De grieven van de vrouw (in het incidenteel appel) betreffen - zakelijk weergegeven - :
- het netto gezinsinkomen (grief 1);
- de behoefte van de vrouw (grief 2);
- de eigen inkomsten van de vrouw (grief 3).
De ontvankelijkheid van de man in het hoger beroep
3.6.
De eerste vraag die in dit onderhavige appel dient te worden beantwoord betreft de vraag of er hoger beroep open staat tegen het voorlopige oordeel van de rechtbank wat betreft de aan de man opgelegde bijdrage in het levensonderhoud van de vrouw.
3.7.
In zijn eerste grief heeft de man, onder andere, gesteld dat de rechtbank ten onrechte een voorlopig bedrag aan partneralimentatie ten behoeve van de vrouw heeft vastgesteld en al het overige (waaronder het beroep van de man op wangedrag van de vrouw) heeft afgewezen.
De grief van de man richt zich met name op het einde van de lotsverbondenheid.
De man meent dat in redelijkheid van hem niet kan worden gevergd dat hij bijdraagt in het levensonderhoud van de vrouw.

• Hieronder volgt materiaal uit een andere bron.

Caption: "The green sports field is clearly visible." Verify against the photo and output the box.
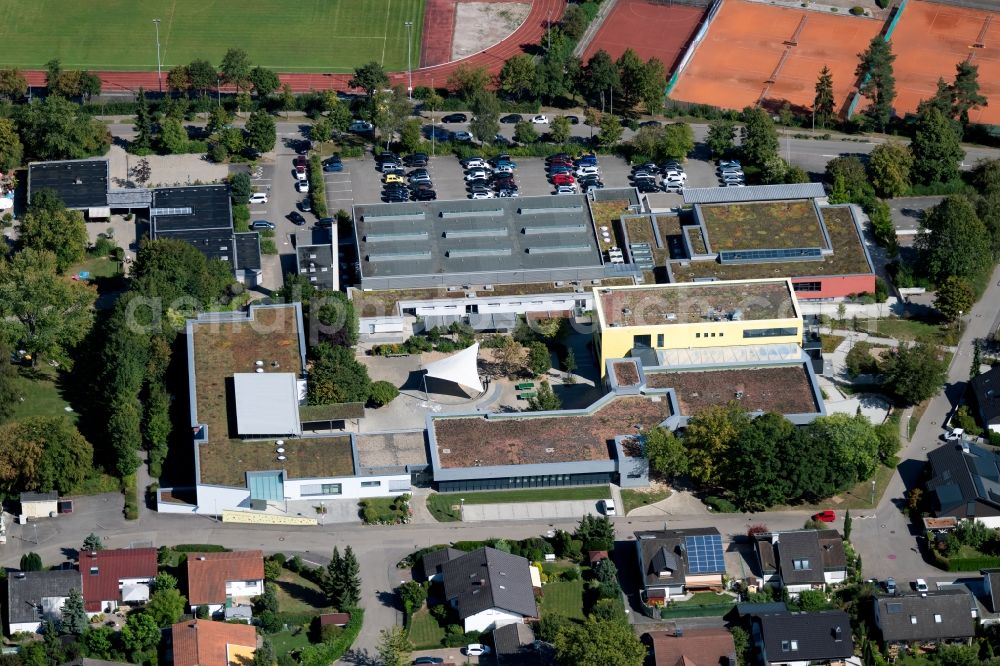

Ter zitting is door de man daaraan toegevoegd dat hij ontvankelijk is wat betreft zijn hoger beroep gericht tegen de voorlopig vastgestelde partneralimentatie. Als argument heeft de man daartoe opgeworpen dat dit hoger beroep ook is gericht tegen de eindbeschikking met betrekking tot het daarin bepaalde ten aanzien van de echtelijke woning. De tussenbeschikking is daarmee, voor wat betreft de voorlopige partneralimentatie, als het ware verbonden.
3.8.
De vrouw heeft, zowel in haar verweerschrift als ter zitting van het hof, benadrukt dat nu de rechtbank slechts een voorlopige beslissing heeft genomen en de zaak is aangehouden tot de beslissing in hoger beroep (inzake de ontslagzaken van de man) bekend was, de zaak aldus door de rechtbank zal moeten worden voortgezet. De vrouw stelt dat de man, wat betreft dit onderdeel van zijn hoger beroep, door het hof niet-ontvankelijk dient te worden verklaard.
3.9.
Het hof oordeelt als volgt.
3.9.1.
Ingevolge artikel 358 lid 4 Wetboek van Burgerlijke Rechtsvordering (Rv) kan hoger beroep van een tussenbeschikking slechts tegelijk met een hoger beroep van de eindbeschikking worden ingesteld, tenzij de rechter anders heeft bepaald.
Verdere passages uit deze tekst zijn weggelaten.